As for Tamsin simply using her name, which she surely has every right to do: "I say that you need to think really clearly when going into business, 'who's around with a similar name?'
"And there are laws. If you're using your given name you must make all attempts to disassociate yourself from the competition. I think Tamsin has done the opposite and identified her brand with my brand."
Trelise was undoubtedly there first. Her brand was first established in the early 1980s, Tamsin's in 2003.
So how did it come to this?
"My lawyers wrote to me and told me that Tamsin was registering a trademark."
It was just after Fashion Week last year that Tamsin had launched her clothing label, and Trelise was already worried. She talks about the beaded slippers that her clients tried to order (they were Tamsin's), the mix-up with clients looking for her via Telecom's 018 service and being forwarded to Tamsin Cooper instead.

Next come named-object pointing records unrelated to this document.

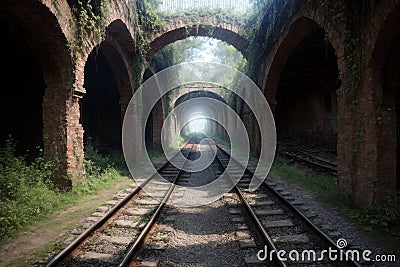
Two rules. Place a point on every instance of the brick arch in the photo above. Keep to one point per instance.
(117, 47)
(191, 88)
(210, 27)
(299, 28)
(49, 42)
(382, 28)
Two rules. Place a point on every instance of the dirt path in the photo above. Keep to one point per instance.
(38, 243)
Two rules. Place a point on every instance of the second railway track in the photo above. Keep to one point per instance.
(115, 237)
(282, 224)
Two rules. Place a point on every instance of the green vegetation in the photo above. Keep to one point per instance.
(384, 217)
(28, 195)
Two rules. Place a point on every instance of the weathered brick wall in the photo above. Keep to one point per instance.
(366, 141)
(363, 144)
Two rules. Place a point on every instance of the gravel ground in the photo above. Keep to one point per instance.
(201, 236)
(328, 218)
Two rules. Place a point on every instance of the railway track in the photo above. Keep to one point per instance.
(116, 237)
(281, 223)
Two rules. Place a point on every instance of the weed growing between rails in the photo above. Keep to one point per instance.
(28, 195)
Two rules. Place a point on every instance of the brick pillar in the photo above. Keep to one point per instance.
(75, 154)
(157, 125)
(63, 134)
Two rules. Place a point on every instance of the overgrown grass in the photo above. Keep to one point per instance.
(384, 217)
(28, 195)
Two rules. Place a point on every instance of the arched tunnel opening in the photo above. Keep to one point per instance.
(101, 112)
(306, 111)
(23, 89)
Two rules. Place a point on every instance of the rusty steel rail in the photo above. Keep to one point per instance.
(293, 208)
(88, 232)
(135, 247)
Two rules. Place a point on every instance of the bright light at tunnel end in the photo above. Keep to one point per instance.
(197, 124)
(137, 113)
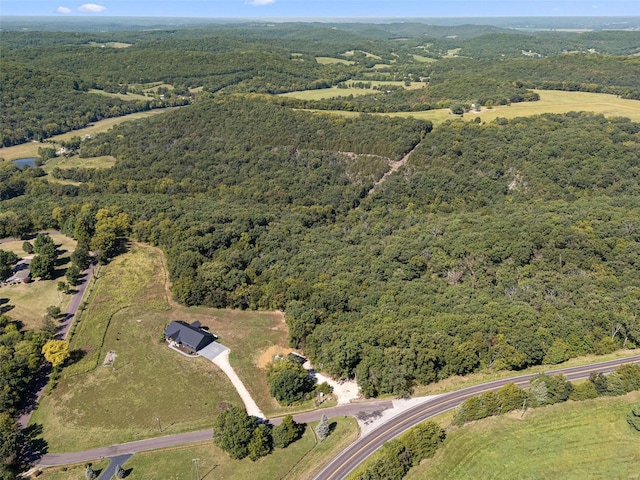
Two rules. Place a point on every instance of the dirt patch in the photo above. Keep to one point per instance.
(267, 356)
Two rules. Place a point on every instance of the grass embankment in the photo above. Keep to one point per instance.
(73, 472)
(127, 311)
(28, 302)
(31, 149)
(298, 461)
(573, 440)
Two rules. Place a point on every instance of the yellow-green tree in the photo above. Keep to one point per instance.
(56, 352)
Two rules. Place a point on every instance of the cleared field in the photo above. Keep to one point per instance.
(28, 302)
(31, 149)
(574, 440)
(129, 97)
(106, 161)
(296, 462)
(333, 60)
(399, 83)
(421, 59)
(110, 44)
(333, 92)
(551, 101)
(127, 311)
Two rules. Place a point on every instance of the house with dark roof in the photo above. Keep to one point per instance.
(189, 336)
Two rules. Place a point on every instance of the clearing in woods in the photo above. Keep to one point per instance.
(127, 311)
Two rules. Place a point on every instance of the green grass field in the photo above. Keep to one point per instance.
(73, 472)
(551, 101)
(31, 149)
(127, 311)
(422, 59)
(29, 301)
(110, 44)
(333, 61)
(296, 462)
(322, 93)
(574, 440)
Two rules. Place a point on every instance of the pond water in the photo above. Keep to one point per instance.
(21, 163)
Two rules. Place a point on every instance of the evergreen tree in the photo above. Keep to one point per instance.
(322, 429)
(120, 473)
(90, 473)
(261, 443)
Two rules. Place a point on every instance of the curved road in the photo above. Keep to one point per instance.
(361, 449)
(357, 452)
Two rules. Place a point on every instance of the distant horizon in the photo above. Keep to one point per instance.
(318, 9)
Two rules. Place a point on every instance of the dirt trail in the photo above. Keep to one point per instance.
(394, 168)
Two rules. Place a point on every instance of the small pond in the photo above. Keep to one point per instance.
(21, 163)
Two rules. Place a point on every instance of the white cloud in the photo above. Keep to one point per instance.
(261, 3)
(92, 7)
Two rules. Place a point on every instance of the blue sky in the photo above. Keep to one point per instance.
(320, 8)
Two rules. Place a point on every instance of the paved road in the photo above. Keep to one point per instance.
(360, 450)
(53, 459)
(110, 471)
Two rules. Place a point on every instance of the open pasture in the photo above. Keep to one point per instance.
(129, 97)
(323, 93)
(28, 302)
(31, 149)
(333, 61)
(573, 440)
(128, 308)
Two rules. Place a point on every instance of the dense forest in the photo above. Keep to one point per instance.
(47, 76)
(496, 245)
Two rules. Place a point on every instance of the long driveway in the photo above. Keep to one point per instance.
(364, 447)
(357, 452)
(63, 332)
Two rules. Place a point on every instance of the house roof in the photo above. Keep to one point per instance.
(190, 336)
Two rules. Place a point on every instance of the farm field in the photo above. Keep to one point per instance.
(31, 149)
(106, 161)
(127, 311)
(551, 101)
(177, 464)
(332, 60)
(322, 93)
(28, 302)
(129, 97)
(574, 440)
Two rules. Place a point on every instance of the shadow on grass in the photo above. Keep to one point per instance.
(6, 308)
(75, 356)
(206, 474)
(33, 447)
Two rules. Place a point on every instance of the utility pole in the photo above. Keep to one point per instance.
(196, 468)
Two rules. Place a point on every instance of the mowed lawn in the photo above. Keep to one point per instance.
(298, 461)
(28, 302)
(322, 93)
(30, 149)
(128, 308)
(573, 440)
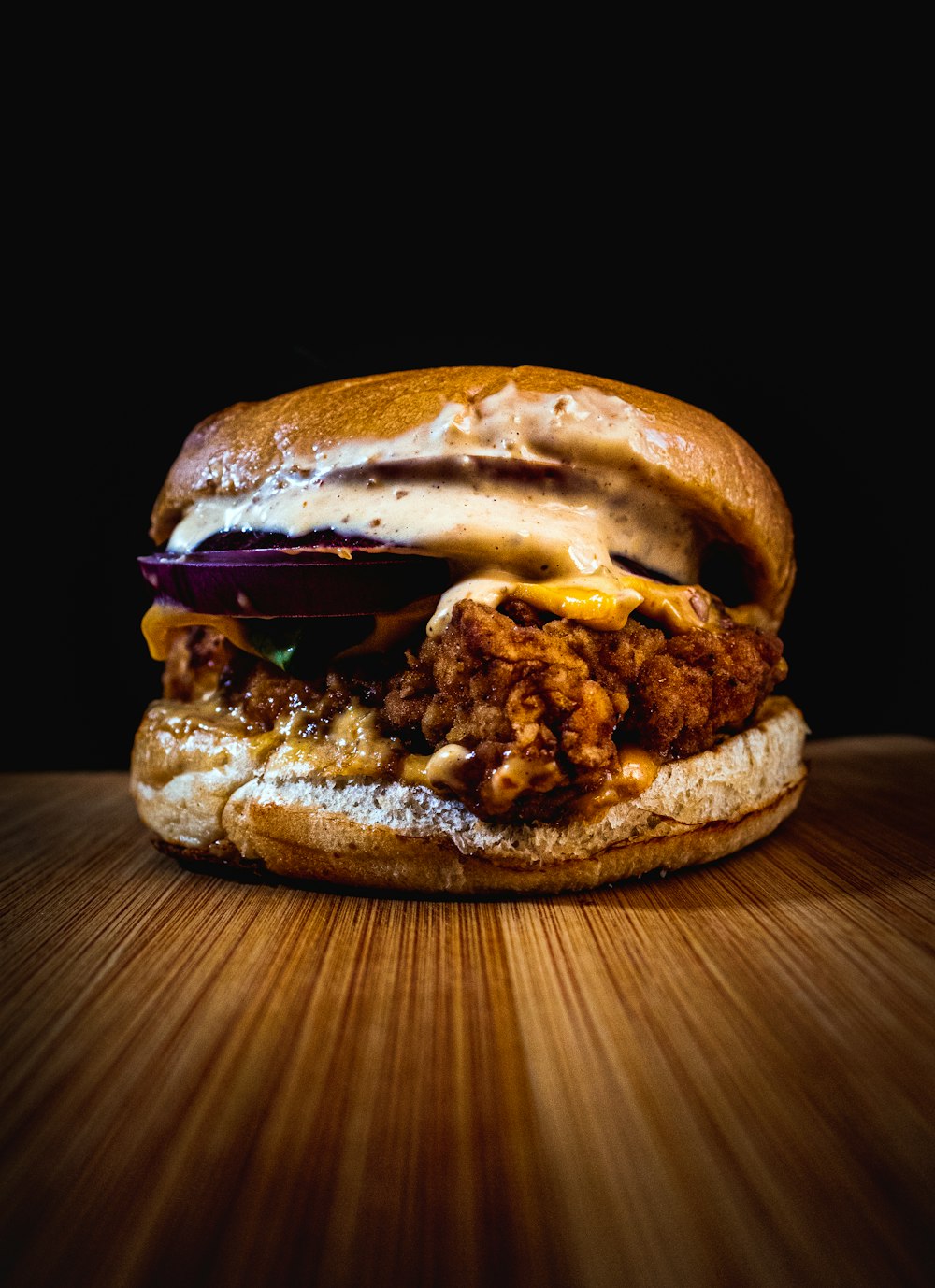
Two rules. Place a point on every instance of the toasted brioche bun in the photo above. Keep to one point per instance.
(211, 794)
(716, 476)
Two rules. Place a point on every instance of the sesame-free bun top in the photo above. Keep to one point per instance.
(696, 459)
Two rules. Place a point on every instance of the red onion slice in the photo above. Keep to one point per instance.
(297, 581)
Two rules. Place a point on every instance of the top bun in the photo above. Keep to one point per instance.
(717, 477)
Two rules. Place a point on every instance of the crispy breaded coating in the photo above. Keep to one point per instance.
(563, 697)
(543, 705)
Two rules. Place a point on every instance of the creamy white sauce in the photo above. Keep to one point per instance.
(587, 501)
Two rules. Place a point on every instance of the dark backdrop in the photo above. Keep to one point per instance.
(815, 375)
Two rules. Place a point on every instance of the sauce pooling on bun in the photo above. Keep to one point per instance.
(553, 661)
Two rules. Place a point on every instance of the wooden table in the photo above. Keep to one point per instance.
(719, 1079)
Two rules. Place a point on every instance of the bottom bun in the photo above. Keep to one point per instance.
(214, 796)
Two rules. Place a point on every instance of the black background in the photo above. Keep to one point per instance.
(809, 360)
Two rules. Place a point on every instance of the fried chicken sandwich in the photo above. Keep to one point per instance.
(468, 629)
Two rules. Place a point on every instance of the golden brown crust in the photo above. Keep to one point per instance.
(379, 858)
(723, 479)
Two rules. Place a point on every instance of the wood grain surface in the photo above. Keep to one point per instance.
(723, 1077)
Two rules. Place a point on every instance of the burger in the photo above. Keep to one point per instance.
(470, 629)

She also talks about how Tamsin, who married Luke Calder in 2001, could have used her married name as she, Trelise, does. How Tamsin's father is in the fashion business and well aware of the impact of her actions.
"The only conclusion I can draw is that if we settle the publicity goes away.
"This has escalated into a big operator versus small designer thing, a North Island versus South Island thing."
Last week's court-ordered judicial mediation had little hope of success. Now, says Cooper, the frock wars are on a no-exit highway. "I couldn't stop even if I wanted to." Next comes a December hearing for more discovery and interrogatory, "then it goes to the High Court, probably in June or July 2007."
So has it been damaging?
The self-confessed new-ager, who identifies with Oprah Winfrey and the "live your dream" philosophy, takes a big breath, runs the soft cloth of her jacket through her fingers for the hundredth time, and thinks carefully. "I've always had masses of support from people who know me, know my brand, but I do think people out there who don't know me, see it as a small designer from Arrowtown being taken to court by a big successful person.
"There is a toll and I'm sure there's one for Tamsin as well. I've purposely not read the media coverage Tamsin has generated because I don't want to get screwed up about it."
Although her lawyer gets in touch only when it's absolutely necessary, the stress of being portrayed as the bad guy is always there. You can see it in the blush that spreads, like a red, tell-tale puddle, up her neck towards the flawlessly made-up face.
Now, after trying to take the dignified route (despite the three-tier skirt) and keeping to business, she is determined to fight her case. "I believe some of the reporting has been unbalanced," she says. "I mentor a lot of young designers."
As for the lawyers' fees coming her way, "I'm too scared to count them."
Again, Cathy Campbell urges her to leave it there. "I guess it's going to be for the courts to decide, unfortunately," says Trelise Cooper. "The ball's in her court."